Cloud 11, the first compilation issued on Rena Jones' Cartesian Binary Recordings, is distinguished, first of all, by the presence of a number of front-line artists, with the likes of Funckarma, Helios, The Moving Dawn Orchestra, and Field Rotation among those taking part. Certainly the attention the release will receive on their account will help give exposure to less well-known acts such as Komposit, Hands Upon Black Earth, The Abominable Twitch, gasp, and Komposit. Just how broadly the compilation's range extends—everything from Warp-styled IDM to broken beat to electroacoustic is included—is indicated by the participation of both Funckarma and Helios, whose styles hardly overlap if at all. What helps hold the collection together is Jones herself, who adds her string playing to three of the thirteen pieces, but if anything that move suggests how much better the release would have been had Jones appeared on every piece, thereby turning Cloud 11 into less a compilation than an inspired collaborative recording involving Jones and other artists.

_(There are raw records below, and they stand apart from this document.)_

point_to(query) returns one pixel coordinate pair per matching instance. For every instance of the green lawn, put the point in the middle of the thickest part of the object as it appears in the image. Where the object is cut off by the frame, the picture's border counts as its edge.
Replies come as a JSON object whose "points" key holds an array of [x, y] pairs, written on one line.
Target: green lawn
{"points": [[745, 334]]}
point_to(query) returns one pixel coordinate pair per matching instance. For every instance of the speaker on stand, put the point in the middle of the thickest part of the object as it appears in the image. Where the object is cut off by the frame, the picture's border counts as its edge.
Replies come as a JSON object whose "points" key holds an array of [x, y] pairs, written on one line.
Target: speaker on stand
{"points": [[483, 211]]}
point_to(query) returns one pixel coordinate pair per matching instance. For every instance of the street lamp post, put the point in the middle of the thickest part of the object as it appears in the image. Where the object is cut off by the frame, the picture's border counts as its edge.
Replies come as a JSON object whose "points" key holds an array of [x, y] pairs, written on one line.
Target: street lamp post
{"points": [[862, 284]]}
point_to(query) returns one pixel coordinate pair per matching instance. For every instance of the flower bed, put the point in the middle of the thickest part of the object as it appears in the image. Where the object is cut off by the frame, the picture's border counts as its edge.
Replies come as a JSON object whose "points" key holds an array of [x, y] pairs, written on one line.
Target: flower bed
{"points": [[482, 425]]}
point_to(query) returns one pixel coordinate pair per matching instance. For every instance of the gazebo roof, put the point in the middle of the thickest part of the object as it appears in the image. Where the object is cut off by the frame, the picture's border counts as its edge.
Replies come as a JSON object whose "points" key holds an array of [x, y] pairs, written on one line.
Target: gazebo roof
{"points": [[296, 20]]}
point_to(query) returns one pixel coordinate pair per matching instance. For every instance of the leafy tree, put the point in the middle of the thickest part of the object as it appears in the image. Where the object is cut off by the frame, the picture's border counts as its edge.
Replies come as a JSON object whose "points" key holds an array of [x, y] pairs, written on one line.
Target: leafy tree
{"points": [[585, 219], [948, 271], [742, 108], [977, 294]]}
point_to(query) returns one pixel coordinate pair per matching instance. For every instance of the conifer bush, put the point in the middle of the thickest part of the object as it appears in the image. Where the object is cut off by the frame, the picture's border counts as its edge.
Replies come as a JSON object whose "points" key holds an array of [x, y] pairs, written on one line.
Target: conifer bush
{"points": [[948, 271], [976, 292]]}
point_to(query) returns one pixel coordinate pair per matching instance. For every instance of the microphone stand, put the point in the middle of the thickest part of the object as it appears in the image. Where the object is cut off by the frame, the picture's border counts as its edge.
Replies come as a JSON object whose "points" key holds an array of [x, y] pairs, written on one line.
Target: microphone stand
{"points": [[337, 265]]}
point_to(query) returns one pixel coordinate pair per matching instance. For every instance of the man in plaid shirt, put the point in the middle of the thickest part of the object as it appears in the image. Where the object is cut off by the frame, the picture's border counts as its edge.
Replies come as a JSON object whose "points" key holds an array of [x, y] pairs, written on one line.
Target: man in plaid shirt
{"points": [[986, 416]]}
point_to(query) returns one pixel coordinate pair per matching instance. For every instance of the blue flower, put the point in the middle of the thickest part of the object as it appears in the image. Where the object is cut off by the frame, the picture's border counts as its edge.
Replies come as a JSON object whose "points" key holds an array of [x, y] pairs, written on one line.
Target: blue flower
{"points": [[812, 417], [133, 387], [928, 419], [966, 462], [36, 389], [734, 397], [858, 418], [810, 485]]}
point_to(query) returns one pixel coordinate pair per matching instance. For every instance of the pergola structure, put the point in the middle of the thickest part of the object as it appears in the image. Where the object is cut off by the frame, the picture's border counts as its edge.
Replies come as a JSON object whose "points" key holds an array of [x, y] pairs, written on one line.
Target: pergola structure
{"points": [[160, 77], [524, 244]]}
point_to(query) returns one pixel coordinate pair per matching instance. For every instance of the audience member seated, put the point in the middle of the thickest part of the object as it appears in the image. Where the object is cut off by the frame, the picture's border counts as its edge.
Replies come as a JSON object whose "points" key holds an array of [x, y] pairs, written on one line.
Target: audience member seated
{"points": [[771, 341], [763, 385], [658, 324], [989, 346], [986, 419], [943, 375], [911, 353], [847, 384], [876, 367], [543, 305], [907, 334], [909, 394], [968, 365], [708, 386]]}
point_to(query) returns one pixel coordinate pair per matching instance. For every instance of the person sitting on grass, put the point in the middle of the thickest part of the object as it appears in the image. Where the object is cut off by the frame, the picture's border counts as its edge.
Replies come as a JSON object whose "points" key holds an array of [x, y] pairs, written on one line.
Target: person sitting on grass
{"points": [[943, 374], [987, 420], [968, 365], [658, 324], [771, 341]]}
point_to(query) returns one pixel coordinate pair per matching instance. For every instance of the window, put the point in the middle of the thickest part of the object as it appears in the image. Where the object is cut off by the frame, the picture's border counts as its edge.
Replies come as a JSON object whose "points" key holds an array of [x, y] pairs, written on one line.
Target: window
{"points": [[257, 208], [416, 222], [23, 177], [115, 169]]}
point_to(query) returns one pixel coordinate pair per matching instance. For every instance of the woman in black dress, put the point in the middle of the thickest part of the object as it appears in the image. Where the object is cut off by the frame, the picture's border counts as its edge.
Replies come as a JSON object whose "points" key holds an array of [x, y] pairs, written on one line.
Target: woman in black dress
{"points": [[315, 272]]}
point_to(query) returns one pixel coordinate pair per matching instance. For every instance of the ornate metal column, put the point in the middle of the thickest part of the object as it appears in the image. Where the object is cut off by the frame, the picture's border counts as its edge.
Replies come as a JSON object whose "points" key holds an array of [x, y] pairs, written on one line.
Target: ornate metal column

With echoes of Boards of Canada nipping at its heels, Disonaur's (Nick Bonardi) “Spirit Platypus Guide” opens the collection with a wistful sampling of downtempo IDM that shimmers and shudders mysteriously. Komposit's (Damon Fonooni and Patrick Campbell) “Pma Pnku” dishes out some jazz-inflected broken beat and woozy electronic-IDM gymnastics sprinkled with a bit of Autechre spice. In Funckarma's “The Magnetic Flip (8D),” the Funcken's signature low-end beatsmithing and bass wobble is elevated by the inclusion of Jones's strings contributions. Their second collaboration , “Ymadyn,” is a darker affair that eschews conventional beats for melodramatic string and percussion flourishes. Elsewhere, Portland-based Ben Milstein's “Homage” starts out in slo-mo instrumental hip-hop mode before re-shaping itself into a kosmische drone.

On the ornate electronica side of things, Helios's “Stasis” offers a characteristically lovely four minutes of melancholy electronic from Keith Kenniff, Field Rotation's (Christoph Berg) “Life as a Paper Sail Boat” wends an equally evocative trip down a becalmed and string-drenched river, and The Moving Dawn Orchestra (Brighton-based Guy Andrews) presents an also lovely blend of natural sounds (piano, cello, vocals) and electronics in his uplifting “Your Light.” EVAC's ponderous “What Once Was West ” also grows memorable when Jones's sinuous violin carves a path through a dusty outpost of electroacoustic melancholy. The absence of stylistic unity is Concept 11's sole weak point—the predominance of a particular style (or Jones's presence on all of the tracks) would have lent the release more coherence as a collection—but the release certainly succeeds well enough on quality grounds when its tracks are considered as individual productions.